Converting Phrase to Predicate Logic

70 Views Asked by At

Assuming the statements "If Alice owns a cat, she doesn't own a dog".

Would the following translation be fine?

O(A,C) IMPLY NOT O(A,D)

Where O(X,Y) implies X owns Y, A = Alice, C = Cat, D = Dog?

The answer from the book wants the predicates to be A(X), C(X), D(X), and the statement to begin with "For all X such that O(A(X), C(X)"... But I'm not sure about this.

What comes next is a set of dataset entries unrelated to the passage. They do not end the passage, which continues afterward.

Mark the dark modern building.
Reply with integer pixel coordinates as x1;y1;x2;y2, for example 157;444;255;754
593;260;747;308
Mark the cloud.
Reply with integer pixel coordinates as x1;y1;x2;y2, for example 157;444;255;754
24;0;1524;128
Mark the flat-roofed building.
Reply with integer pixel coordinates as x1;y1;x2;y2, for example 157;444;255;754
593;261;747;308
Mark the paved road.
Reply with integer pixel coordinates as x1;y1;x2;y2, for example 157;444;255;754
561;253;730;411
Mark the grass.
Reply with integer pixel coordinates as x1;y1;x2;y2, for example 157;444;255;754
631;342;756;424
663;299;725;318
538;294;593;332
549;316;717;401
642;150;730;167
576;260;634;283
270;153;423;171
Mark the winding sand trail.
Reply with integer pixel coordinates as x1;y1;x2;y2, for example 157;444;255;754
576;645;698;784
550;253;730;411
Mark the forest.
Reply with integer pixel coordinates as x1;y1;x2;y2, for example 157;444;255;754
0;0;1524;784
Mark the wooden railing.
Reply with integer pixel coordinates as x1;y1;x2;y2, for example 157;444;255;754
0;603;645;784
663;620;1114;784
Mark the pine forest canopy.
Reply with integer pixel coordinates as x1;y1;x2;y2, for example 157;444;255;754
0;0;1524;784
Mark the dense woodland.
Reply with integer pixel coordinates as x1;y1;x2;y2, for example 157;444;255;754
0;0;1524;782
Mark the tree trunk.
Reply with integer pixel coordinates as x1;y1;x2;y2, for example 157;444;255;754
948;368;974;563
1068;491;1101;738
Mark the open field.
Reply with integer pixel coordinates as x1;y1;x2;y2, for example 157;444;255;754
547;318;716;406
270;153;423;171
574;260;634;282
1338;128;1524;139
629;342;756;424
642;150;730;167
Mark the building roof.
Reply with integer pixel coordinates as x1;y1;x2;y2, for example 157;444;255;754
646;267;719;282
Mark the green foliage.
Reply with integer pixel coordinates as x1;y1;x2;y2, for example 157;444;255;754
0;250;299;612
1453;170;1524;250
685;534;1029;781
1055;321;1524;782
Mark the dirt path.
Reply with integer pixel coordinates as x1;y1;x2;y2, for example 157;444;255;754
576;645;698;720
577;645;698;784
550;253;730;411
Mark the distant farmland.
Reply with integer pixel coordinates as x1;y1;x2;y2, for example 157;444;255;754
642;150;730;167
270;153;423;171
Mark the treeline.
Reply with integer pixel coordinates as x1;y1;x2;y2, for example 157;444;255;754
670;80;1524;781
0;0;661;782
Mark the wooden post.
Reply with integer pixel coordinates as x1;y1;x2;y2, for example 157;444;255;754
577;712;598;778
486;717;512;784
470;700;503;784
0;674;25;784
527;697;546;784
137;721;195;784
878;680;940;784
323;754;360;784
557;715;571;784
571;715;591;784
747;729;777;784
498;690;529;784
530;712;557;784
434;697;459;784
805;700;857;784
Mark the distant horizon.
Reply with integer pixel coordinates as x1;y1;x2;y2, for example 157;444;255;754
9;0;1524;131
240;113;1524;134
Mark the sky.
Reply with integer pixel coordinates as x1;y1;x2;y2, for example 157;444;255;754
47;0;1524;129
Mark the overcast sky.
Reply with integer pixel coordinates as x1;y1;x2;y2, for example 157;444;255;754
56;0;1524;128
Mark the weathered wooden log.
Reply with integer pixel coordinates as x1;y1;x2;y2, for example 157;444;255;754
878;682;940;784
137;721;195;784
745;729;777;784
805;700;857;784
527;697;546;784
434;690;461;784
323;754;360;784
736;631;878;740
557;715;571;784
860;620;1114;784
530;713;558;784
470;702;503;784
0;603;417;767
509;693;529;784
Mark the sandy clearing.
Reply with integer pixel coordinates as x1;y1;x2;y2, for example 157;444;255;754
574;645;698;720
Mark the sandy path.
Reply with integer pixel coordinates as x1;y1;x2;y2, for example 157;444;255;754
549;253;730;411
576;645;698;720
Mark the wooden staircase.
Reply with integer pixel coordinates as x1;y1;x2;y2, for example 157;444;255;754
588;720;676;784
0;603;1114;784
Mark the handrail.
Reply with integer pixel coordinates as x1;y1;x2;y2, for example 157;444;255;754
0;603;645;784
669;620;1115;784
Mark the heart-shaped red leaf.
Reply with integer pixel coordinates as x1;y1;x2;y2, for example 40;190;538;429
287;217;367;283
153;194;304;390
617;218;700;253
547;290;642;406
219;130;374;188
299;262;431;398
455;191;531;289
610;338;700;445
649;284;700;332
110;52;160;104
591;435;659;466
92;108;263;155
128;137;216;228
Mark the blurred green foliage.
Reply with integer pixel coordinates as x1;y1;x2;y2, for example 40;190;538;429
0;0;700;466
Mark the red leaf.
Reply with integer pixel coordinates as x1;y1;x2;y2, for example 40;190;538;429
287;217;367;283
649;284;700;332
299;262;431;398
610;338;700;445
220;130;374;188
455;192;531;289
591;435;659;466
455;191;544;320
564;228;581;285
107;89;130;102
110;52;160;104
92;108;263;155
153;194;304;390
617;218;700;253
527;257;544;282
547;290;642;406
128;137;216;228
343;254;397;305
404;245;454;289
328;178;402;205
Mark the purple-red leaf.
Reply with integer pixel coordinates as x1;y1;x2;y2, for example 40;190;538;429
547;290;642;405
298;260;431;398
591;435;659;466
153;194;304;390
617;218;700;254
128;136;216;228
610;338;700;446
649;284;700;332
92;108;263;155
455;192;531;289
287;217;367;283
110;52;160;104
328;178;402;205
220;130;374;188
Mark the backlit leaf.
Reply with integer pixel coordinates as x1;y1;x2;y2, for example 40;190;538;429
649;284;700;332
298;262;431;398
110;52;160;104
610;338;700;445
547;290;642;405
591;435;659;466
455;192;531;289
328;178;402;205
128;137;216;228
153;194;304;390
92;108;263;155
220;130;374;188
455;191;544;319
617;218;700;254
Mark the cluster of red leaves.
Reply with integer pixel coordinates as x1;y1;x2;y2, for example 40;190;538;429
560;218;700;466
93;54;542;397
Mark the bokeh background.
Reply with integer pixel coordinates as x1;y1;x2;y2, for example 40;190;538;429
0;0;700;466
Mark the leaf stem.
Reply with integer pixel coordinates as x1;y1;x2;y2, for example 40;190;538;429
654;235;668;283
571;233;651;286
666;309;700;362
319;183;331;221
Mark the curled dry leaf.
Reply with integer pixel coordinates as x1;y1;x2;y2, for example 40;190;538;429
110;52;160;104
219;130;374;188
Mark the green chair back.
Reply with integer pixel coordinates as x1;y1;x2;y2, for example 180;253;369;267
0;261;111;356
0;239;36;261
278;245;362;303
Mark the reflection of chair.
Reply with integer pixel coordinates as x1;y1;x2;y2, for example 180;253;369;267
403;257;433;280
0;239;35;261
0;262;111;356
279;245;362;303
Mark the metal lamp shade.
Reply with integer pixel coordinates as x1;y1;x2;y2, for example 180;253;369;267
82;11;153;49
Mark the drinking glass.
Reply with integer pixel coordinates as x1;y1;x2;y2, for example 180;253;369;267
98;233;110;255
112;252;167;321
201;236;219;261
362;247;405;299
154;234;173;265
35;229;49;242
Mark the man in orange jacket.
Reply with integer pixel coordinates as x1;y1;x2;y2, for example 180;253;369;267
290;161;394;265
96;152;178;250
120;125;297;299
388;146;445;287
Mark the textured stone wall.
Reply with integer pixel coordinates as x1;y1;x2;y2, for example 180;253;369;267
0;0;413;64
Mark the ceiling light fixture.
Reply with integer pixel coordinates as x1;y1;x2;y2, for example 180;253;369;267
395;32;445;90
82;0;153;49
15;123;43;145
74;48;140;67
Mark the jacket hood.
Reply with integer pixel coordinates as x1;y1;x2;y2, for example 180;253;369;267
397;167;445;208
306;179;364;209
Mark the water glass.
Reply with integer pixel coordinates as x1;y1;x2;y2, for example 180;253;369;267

Alice is one person, so the phrase "For all X such that X is Alice" wouldn't make much sense, wouldn't it be possible to define Alice as "A"?

2

There are 2 best solutions below

0
On BEST ANSWER

It would be fine, I think, to use $A$ as a constant (I'll use $a$). And we can certainly use $O(x, y)$ to mean that $x$ owns $y$. But we do need additional predicates $C(x)\;:$"x is a cat" and $\;D(x)\;:\;$ "x is a dog" because we are not naming some particular cat or dog.

And we need to variables over which we need to quantify and about which we want to predicate.

$$\forall x((C(x) \land O(a, x))\rightarrow \lnot \exists y(D(y) \land O(a,y)))$$

2
On

I think the answer by amWhy is slightly incorrect (I would write this in a comment to it but I still don't have such privilege!). Assuming that we have the constant a for Alice (which is not clear in the statement of the question), the relation O and the two monadic predicates C and D, then the sentence should be:

$\exists x(C(x) \wedge O(a,x))\rightarrow \neg\exists x (D(x)\wedge O(a, x))$

What amWhy's sentence expresses is that if every object in the domain is such that it is a cat and Alice owns it, then she does not own a dog.